Impian memang sebuah harapan, sedang harapan adalah penerang untuk langkah kaki yang tak pasti, semua itu akan sia-sia jika tak ada tekad yang gigih. Hati Hisyam seolah masih memerlukan penerang. kini penerang itu menjadi pekat dalam pikirannya, impiannya untuk mewujudkan harapan pamannya seolah sirna, dan kenyataan yang harus ia tanggung untuk menjawab isyarat kehidupan.
“kam tau kawal, ketika pandangan ini melihat burung yang sorangan, terpuruk. Bukan karena ia kada’ sanggup menikmati hidup.  Tapi karena dia kada’ tau bagaimana sebenarnya mewujudkan hidup itu menjadi indah, sama ini kaya’ ikam
Hisyam hanya penampakkan Pandangan yang kosong dan penuh pertanyaaan kepada Ro’uf
***
Di ruang kelas, Hisyam tak pernah menghabiskan waktu selain membaca pelajaran. Karena menurutnya waktu tidak berpurat ke belakang, ia akan menyekik kita jika tak digunakan dengan kerja keras. Hisyam memang sudah terlatih sejak kecil untuk mandiri, selama di rumahnya ialah yang menjadi punggung keluarga, karena baginya tak mungkin hanya mengharap uang hasil nelayan dari ayahnya yang kadang tak pulang beberapa hari. Ibunya yang kadang selalu merasa sakit di kepalanya, kembarannya yang tak sempurna di kakinya.

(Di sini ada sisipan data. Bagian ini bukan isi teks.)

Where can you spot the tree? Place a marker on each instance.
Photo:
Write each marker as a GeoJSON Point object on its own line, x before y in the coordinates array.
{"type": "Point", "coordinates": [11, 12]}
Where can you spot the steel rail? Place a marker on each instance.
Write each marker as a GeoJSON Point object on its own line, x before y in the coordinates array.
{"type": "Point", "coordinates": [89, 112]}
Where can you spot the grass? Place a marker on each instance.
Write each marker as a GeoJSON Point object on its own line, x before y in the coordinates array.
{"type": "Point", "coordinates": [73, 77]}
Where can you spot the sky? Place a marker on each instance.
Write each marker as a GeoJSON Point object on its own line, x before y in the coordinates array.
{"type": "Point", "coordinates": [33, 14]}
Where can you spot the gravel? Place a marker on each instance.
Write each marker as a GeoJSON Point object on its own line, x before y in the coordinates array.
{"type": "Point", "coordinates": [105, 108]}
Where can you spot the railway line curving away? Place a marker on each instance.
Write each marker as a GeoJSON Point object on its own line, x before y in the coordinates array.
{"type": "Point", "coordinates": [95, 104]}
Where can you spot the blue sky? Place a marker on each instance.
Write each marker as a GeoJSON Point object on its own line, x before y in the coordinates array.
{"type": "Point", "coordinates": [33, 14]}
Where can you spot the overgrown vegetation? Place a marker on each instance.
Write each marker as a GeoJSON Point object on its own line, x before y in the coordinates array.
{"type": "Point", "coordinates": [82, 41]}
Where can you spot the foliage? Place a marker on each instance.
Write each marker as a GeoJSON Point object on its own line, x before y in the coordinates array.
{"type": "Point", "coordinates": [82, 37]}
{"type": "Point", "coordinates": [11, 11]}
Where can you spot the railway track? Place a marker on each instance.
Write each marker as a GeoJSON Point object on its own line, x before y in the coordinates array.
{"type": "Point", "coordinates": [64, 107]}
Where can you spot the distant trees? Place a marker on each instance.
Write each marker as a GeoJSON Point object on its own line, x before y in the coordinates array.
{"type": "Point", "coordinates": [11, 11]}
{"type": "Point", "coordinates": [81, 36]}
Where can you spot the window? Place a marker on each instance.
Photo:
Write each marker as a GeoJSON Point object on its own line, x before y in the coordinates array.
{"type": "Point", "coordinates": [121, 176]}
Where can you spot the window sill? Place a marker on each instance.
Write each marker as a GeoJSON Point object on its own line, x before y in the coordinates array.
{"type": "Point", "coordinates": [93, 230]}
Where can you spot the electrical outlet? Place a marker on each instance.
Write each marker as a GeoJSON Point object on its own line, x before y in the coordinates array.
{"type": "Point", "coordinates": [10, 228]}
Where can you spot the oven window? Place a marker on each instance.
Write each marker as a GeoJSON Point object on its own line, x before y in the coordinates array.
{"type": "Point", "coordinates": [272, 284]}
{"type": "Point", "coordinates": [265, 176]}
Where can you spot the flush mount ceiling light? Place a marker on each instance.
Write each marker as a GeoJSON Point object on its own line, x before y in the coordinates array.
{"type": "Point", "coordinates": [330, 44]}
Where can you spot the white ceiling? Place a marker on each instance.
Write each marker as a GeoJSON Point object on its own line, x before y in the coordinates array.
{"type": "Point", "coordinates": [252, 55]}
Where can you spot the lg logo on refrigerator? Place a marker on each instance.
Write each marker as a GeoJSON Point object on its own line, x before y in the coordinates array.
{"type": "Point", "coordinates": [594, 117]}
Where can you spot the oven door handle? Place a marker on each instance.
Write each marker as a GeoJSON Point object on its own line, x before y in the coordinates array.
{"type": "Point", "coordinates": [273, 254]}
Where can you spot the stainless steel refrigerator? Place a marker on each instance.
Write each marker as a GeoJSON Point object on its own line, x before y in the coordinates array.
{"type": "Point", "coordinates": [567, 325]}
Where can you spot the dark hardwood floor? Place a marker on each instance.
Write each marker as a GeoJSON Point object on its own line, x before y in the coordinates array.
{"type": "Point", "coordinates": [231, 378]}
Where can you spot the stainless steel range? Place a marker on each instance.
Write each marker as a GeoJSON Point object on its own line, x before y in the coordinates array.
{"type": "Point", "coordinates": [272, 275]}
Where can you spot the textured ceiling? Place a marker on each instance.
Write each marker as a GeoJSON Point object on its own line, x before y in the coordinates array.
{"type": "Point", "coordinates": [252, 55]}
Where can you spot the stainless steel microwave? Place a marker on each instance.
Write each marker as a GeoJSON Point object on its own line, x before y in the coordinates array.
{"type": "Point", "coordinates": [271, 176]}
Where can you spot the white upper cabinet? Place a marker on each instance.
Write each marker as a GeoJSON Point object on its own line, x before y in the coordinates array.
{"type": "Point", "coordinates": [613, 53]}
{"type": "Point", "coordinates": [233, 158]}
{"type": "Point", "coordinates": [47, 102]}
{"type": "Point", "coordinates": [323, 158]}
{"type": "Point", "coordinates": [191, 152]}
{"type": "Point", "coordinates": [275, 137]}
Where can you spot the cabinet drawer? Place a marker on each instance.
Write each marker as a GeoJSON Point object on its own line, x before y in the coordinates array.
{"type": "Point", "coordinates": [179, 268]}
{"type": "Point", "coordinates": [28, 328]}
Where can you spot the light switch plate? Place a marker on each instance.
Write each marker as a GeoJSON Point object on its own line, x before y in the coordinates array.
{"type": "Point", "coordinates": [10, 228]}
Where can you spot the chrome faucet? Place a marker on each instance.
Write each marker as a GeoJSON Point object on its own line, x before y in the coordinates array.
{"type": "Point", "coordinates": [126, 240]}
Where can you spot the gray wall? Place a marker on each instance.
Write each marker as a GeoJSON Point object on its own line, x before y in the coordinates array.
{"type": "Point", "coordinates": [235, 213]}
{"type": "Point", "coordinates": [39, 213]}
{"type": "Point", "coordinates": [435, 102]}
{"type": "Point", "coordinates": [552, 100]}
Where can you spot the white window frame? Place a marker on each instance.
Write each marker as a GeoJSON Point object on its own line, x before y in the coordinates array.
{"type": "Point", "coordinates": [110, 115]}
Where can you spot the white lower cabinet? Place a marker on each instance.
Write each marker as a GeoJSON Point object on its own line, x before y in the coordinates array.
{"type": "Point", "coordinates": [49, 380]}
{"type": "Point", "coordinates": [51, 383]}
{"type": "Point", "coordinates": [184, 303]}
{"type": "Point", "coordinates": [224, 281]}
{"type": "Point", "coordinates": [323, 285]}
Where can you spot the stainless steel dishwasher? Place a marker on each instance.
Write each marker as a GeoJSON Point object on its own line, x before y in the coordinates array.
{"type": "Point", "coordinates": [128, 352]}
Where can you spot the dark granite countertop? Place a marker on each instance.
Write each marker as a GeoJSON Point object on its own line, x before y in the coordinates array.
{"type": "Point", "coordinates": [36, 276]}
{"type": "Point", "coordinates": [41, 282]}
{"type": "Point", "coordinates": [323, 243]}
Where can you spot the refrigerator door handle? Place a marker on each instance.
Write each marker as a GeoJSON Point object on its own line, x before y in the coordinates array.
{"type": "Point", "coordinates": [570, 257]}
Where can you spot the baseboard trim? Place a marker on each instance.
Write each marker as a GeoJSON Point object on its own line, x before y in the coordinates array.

Sungguh berat bagi Hisyam meninggalkan mereka, namun takdir tak bisa dikendalikan. Harapan dengan kenyataan telah berlawanan. Tak mudah mengatakan kemauan yang disertai dengan kenyataan pahit.namun itulah yang terjadi, pamannya telah menyuruhnya untuk belajar. begitu pula ayah dan kembarannya. Kemauannya yang gigih menghantarkan ia pada impian masa kecilnya yaitu Ustadz.
“kang Hisyam”
“Faisol, janganlah memanggil kang, saya kira kau siapa?”
“tak papa atuh kang, boleh minta bantuan kang?”
“kau ini kayak siapa saja Faisol, ada apa?”
“bagini, bisa kau bantu jelaskan pelajaran Ustdz Hudi, saya benar-benar kesulitan, Ustdz Hudi terlalu cepat jika menjelaskan”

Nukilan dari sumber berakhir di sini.